Saturday, 10 May 2014

Silver service and tears


I think if I wrote a novel it would have to be set in a hotel, or perhaps the story would revolve around a restaurant. After I left school I spent a number of years waiting on tables in hotel restaurants and then later in restaurant-bars in London. I generally enjoyed it and always had a sense of the theatre and mystery of such places: who were the nervous couple giving off such a strong sense of trepidation; who was the woman eating alone with such a singular expression?
When I first started-out I worked in a smallish provincial hotel that thought of itself as rather posher than it really was. Waiters had to learn ‘silver service’: a system where every part of the meal was served separately by the waiter onto the customer’s place. This meant that you turned up at the customer’s table with a trolley with a large variety of serving dishes. First you would spoon on the main element of the dish (usually some greying meat and gravy), and this would be followed by a myriad of vegetables. By the time you had finished serving everyone the one thing that you could be sure of was that the food was now at best lukewarm. The danger was with anything gloopy like mash-potato: because you were serving one-handed (the other hand held the serving dish) you had to flick the serving spoon to get the mash to leave, which could then hit a puddle of gravy which in turn could splash onto the customer. I was taught silver service by a man who had first worked as a waiter in a restaurant in London in the 1940s where waiters didn’t get paid. Instead they paid a small amount to the maĆ®tre d and lived entirely off their tips.       
There is one day of waiting on tables that is etched in my memory. I was working in a trendy new restaurant on the banks of the Thames. It was a very busy Sunday lunch with over a hundred covers booked. At some point, early in the service, the chef and the sous chef had a fist fight. The manager sent them both home and stepped in with a junior chef to take over the cooking. Meals were taking over an hour to get to the tables.

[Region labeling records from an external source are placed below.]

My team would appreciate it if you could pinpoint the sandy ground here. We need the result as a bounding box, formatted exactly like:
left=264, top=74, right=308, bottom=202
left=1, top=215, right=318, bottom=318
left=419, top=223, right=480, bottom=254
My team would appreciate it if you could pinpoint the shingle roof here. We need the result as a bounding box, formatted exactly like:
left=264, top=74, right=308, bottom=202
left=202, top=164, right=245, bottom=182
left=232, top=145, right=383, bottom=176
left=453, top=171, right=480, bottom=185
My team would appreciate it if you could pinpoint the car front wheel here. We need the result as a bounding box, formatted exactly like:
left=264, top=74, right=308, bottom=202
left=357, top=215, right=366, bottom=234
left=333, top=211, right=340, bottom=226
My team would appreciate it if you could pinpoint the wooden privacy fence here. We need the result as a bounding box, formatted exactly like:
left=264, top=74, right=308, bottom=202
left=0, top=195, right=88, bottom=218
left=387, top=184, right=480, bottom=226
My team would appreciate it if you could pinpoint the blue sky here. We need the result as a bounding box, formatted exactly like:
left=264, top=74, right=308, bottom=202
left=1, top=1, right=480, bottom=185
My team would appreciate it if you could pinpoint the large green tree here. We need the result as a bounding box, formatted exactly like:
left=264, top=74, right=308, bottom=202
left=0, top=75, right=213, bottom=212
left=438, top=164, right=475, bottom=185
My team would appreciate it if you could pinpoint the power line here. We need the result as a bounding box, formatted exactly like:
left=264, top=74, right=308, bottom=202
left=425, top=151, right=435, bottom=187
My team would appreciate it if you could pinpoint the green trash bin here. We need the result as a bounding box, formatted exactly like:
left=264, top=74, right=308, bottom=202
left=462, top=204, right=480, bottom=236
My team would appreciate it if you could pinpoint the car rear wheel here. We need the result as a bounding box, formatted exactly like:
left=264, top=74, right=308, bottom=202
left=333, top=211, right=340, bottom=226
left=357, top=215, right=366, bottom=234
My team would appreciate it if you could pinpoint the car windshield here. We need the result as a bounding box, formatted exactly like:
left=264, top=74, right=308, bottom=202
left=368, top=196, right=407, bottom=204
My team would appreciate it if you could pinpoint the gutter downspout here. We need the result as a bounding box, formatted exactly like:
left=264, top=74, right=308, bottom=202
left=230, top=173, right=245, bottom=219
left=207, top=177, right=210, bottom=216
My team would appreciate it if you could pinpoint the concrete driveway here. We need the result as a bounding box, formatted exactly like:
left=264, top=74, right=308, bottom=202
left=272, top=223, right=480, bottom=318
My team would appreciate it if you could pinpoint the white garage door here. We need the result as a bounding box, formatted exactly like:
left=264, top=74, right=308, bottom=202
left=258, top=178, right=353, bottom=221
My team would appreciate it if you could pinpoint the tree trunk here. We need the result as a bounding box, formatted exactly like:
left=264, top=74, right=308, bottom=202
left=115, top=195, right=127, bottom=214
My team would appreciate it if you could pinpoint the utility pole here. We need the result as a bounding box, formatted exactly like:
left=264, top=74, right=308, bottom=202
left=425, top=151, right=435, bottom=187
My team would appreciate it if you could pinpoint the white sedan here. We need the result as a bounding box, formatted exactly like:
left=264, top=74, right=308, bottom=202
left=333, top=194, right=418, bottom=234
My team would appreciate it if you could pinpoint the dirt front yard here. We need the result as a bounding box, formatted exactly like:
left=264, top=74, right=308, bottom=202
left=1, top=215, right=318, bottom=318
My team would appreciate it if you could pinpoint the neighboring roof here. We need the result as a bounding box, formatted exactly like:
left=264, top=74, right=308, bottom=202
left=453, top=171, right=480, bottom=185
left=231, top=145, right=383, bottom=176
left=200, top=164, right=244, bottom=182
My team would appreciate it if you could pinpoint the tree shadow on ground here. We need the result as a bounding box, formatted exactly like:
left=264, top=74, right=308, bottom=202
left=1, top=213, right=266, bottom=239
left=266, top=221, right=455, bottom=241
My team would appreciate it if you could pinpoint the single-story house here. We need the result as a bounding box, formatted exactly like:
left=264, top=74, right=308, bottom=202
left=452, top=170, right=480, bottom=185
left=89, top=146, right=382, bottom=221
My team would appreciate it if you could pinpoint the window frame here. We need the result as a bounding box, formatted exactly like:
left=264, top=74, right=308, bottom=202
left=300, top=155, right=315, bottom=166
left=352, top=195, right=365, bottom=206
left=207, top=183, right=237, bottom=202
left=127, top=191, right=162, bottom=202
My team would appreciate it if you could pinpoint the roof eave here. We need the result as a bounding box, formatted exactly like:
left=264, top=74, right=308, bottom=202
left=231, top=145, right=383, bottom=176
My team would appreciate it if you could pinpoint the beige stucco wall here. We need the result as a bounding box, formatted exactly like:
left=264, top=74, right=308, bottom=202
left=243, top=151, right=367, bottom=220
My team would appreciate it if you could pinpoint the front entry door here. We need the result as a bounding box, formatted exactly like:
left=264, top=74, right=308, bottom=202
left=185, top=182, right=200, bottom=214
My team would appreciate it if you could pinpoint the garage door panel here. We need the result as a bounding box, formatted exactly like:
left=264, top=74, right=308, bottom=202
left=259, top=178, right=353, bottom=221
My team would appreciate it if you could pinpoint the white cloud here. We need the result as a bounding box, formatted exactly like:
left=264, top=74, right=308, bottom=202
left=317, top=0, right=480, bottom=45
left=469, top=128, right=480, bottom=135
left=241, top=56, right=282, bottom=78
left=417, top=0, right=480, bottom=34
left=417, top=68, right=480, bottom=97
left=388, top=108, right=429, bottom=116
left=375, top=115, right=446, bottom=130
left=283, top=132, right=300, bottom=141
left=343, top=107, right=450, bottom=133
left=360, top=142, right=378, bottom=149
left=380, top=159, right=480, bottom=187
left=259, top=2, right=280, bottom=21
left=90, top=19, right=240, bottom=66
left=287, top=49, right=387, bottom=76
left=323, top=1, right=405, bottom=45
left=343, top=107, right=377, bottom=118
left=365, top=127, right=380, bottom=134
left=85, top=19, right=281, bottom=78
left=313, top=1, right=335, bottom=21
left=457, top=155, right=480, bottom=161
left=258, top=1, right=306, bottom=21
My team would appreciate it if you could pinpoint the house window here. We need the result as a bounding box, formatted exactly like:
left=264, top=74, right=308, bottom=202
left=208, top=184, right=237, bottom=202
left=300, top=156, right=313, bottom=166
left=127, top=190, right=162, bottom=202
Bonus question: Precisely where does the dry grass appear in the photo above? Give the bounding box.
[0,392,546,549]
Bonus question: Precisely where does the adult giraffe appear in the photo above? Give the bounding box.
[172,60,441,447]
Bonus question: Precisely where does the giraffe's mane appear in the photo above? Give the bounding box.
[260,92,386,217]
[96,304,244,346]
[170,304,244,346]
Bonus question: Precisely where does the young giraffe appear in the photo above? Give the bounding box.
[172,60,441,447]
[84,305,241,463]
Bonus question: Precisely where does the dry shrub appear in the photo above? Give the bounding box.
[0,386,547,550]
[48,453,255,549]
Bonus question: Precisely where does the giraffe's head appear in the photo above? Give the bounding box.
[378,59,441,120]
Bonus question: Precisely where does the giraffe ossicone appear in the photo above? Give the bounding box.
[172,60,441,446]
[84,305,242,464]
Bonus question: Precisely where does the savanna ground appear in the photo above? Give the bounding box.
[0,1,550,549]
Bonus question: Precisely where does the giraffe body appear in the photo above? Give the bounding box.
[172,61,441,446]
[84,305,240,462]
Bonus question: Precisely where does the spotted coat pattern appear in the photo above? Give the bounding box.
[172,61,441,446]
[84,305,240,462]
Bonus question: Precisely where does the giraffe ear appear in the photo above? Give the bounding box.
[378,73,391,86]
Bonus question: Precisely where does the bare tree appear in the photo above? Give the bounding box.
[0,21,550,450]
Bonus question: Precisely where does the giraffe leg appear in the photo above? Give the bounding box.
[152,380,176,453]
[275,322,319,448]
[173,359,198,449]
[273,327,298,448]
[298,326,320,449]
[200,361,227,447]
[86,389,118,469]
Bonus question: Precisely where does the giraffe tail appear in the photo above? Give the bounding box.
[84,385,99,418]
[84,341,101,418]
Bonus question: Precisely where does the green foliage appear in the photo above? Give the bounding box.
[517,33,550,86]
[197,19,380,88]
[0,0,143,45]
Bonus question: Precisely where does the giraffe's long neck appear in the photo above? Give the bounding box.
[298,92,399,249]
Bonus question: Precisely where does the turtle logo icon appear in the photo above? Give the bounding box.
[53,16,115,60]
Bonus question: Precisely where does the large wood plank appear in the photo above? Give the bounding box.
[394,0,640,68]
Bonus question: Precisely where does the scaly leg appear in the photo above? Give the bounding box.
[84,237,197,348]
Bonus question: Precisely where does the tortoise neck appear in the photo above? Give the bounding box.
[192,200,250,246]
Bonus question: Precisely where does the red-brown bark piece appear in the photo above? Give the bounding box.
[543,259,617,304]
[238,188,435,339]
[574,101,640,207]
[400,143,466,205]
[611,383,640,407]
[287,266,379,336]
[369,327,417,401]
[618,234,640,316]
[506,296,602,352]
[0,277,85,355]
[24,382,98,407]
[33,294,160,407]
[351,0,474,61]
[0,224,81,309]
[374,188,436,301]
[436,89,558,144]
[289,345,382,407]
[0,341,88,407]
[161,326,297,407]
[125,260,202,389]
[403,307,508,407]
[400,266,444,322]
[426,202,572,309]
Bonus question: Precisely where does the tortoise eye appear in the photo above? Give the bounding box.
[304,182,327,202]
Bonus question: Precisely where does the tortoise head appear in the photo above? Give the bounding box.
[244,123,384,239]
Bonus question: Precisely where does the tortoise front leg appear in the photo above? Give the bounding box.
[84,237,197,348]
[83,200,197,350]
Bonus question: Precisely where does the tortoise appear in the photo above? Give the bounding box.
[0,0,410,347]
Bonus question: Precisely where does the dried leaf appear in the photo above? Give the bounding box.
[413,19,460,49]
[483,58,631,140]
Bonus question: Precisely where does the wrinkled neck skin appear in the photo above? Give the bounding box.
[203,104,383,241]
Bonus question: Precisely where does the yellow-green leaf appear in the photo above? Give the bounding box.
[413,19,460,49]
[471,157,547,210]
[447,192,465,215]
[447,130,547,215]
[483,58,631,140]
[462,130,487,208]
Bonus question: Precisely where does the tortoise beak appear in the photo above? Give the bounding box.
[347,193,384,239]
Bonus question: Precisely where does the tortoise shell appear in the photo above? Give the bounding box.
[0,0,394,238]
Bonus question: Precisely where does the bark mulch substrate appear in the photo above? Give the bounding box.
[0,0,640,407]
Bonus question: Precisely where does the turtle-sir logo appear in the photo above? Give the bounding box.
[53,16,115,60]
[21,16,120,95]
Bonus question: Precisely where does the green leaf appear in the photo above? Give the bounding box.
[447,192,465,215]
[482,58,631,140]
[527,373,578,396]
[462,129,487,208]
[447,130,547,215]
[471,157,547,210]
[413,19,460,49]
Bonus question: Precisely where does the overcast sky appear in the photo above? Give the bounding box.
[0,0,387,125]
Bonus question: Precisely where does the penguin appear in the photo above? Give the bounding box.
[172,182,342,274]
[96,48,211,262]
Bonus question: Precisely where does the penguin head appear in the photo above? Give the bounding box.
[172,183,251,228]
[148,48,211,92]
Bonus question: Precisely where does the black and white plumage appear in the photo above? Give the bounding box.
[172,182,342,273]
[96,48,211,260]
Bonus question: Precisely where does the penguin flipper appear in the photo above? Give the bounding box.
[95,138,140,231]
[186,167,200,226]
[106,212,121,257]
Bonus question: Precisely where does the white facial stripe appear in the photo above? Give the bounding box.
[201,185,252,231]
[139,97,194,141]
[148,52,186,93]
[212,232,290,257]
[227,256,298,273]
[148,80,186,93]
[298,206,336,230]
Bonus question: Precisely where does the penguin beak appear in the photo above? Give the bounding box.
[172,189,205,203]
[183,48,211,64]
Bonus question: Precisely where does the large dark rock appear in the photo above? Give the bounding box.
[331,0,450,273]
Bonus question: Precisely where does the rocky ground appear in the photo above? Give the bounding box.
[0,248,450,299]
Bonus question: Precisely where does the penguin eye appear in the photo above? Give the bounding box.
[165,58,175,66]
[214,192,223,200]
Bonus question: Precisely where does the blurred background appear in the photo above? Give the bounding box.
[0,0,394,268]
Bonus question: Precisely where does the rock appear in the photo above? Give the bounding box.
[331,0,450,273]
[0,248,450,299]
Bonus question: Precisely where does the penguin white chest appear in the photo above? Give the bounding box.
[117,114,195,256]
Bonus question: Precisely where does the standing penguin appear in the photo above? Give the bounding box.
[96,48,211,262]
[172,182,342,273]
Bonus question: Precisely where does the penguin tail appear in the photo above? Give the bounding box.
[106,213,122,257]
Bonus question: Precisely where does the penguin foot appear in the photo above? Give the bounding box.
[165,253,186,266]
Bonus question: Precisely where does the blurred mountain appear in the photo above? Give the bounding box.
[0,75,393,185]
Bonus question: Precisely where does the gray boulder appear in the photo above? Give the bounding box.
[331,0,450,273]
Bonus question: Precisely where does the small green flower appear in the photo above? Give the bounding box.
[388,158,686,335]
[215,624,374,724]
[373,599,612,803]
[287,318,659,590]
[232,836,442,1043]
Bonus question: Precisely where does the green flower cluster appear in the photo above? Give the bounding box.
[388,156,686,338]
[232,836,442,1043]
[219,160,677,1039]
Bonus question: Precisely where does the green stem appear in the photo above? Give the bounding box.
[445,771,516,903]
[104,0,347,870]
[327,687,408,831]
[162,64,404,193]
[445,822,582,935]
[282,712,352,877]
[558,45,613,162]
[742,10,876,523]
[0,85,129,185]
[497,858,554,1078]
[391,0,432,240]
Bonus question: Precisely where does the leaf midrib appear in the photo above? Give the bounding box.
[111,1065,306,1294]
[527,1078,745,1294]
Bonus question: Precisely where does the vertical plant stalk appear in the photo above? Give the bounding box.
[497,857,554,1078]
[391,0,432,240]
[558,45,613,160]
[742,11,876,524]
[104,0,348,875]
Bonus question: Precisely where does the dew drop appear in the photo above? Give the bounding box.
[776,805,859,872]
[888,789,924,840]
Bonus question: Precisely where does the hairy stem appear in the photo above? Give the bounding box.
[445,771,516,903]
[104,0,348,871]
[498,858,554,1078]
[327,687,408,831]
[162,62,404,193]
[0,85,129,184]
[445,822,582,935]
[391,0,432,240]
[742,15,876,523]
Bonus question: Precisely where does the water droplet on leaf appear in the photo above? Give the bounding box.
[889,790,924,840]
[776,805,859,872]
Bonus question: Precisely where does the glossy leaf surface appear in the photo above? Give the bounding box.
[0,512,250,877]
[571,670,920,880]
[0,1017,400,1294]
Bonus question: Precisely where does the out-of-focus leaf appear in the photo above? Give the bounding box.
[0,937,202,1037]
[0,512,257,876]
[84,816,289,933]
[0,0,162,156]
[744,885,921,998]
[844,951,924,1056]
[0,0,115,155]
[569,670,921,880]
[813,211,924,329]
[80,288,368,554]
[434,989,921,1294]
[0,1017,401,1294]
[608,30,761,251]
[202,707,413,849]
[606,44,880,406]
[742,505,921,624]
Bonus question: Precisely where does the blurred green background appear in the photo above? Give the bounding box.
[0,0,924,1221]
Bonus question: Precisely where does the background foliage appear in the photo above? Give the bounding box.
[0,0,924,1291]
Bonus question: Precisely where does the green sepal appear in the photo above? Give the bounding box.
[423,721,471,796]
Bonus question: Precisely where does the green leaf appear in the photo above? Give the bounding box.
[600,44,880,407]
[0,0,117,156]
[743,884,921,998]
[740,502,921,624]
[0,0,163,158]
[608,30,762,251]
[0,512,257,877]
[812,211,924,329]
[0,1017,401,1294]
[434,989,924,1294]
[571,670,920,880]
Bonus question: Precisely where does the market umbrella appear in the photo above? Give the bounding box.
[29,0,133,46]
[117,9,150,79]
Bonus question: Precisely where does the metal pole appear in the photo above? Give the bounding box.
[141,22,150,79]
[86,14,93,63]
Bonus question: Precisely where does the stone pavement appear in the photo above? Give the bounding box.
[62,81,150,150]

We were giving away free drinks. The customers were furious. My job consisted mainly of apologising and trying to placate the customers. For three hours I sucked-up all their fury, all their frustrations, all their indignation. At the end of the service one table said I had done a brilliant job. That was too much. I went and sat by the river and sobbed big fat tears that fell in the Thames and were washed out to sea.